We have been exploring the use of bivariate polynomial commitment schemes to enable chunk sampling in Nomos DA v2. By representing data in two dimensions using a bivariate polynomial, we can produce a single commitment instead of multiple commitments, reducing the total number of commitments compared to the current design. For instance, in the current setup we need 32 commitments for 1 MB of data; the bivariate approach would significantly reduce this, especially in scenarios without chunk sampling.
To compare, we also evaluated expressing data in one dimension using univariate polynomials combined with multi-proof and multi-opening mechanisms to understand the performance trade-offs. This helped us assess how the system would behave if we later switched to bivariate polynomials.
In parallel, we decided to revisit the FK20 method, particularly its multi-opening proof generation mechanism, to better understand how FK20 could be applied both to univariate and bivariate polynomials. This includes a deeper review of FK20’s multi-proof generation process in the first phase.
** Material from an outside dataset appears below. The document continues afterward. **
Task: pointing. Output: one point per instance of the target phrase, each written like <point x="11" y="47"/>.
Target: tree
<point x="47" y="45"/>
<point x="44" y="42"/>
A bivariate polynomial is a function
$F(X,Y)=\sum_{i=0}^{d_X}\sum_{j=0}^{d_Y}a_{i,j}X^iY^j$
with bounded degree in each variable $(d_X,d_Y)$. In a data-availability setting, we often treat a rectangular matrix of data as evaluations of $F$ on a grid of points $(x_i,y_j)$.
Prover constructs witnesses $Q_X,Q_Y$ satisfying:
$F(X,Y)-v=(X-x_0)Q_X(X,Y)+(Y-y_0)Q_Y(X,Y).$
Send proofs of $Q_X,Q_Y$ (or use a random-line reduction to a univariate opening).